Highlights & Insights¶
- Pioneering integration of human attributes into text-driven motion generation, filling a significant gap in the field.
- Elegant application of causal modeling: The SCM framework formally characterizes action semantics and attributes as causal and non-causal factors respectively—theoretically principled and practically effective.
- Clever use of counterfactual motion generation: The decoder itself is leveraged to synthesize "same semantics, different attributes" counterfactual samples to supervise training.
- HumanAttr dataset constitutes an important community contribution (640 subjects, age range 5–88).
- A fundamental distinction from style-based motion generation: style reflects subjective intent (proud/depressed), whereas attributes are objective biomechanical characteristics.
Limitations & Future Work¶
- Attribute labels are discretized (4 age groups / 2 gender categories), discarding continuous attribute information.
- Age distribution in HumanAttr is imbalanced (young adults dominate), with limited data for extreme age groups (5–18, 60–88).
- Only age and gender are employed as attributes; weight and height, though annotated, are not utilized in the main experiments.
- The surrogate attribute classifier may introduce additional bias.
- Motion representation is restricted to SMPL parameterization, without modeling fine-grained hand motion.
Related Work & Insights¶
- Relationship to MoMask: AttrMoGen augments the MoMask architecture with an attribute decoupling layer.
- A comparative experiment replacing style labels with attribute labels in style-based methods (GenMoStyle) confirms the necessity of dedicated decoupling over style transfer approaches.
- The Causal Information Bottleneck (CIB) has been applied to image debiasing and fairness learning; this work represents its first introduction into motion generation.
- The framework holds direct value for virtual human and digital twin applications, where different characters must exhibit motion patterns consistent with their respective attributes.
Rating¶
- Novelty: ⭐⭐⭐⭐⭐ — First systematic incorporation of human attributes into motion generation; the SCM-based decoupling framework is elegantly designed.
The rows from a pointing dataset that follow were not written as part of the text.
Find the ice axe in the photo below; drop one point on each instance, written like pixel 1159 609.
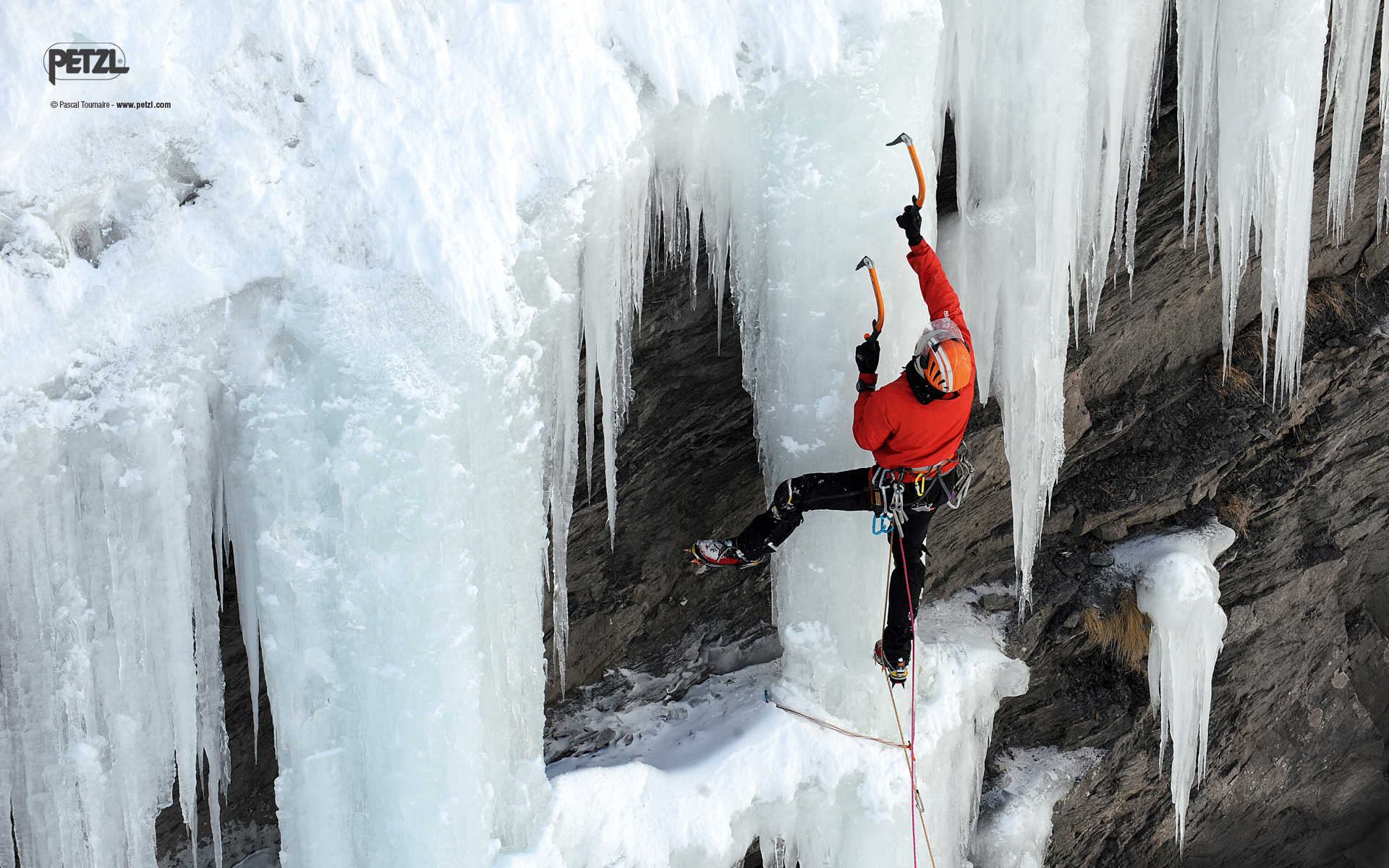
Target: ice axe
pixel 921 179
pixel 877 292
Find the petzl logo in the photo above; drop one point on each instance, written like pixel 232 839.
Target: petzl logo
pixel 84 61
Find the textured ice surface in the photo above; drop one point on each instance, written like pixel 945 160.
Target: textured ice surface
pixel 1016 818
pixel 1178 588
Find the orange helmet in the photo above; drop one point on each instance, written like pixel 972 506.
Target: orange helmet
pixel 943 359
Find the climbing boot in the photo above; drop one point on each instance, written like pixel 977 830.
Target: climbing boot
pixel 721 553
pixel 896 673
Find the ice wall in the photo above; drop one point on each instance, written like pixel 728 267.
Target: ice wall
pixel 1249 88
pixel 1016 822
pixel 1178 588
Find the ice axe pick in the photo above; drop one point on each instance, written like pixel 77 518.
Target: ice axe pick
pixel 921 179
pixel 877 292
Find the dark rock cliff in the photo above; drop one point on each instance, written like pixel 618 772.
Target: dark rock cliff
pixel 1158 436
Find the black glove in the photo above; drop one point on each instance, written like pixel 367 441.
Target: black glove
pixel 867 356
pixel 910 221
- Experimental Thoroughness: ⭐⭐⭐⭐ — Comprehensive ablation and attribute group experiments; the new dataset is well-constructed.
- Writing Quality: ⭐⭐⭐⭐ — Problem formulation is clear; causal modeling is rigorously presented.
- Value: ⭐⭐⭐⭐⭐ — Dual contributions of dataset and method; significant long-term impact.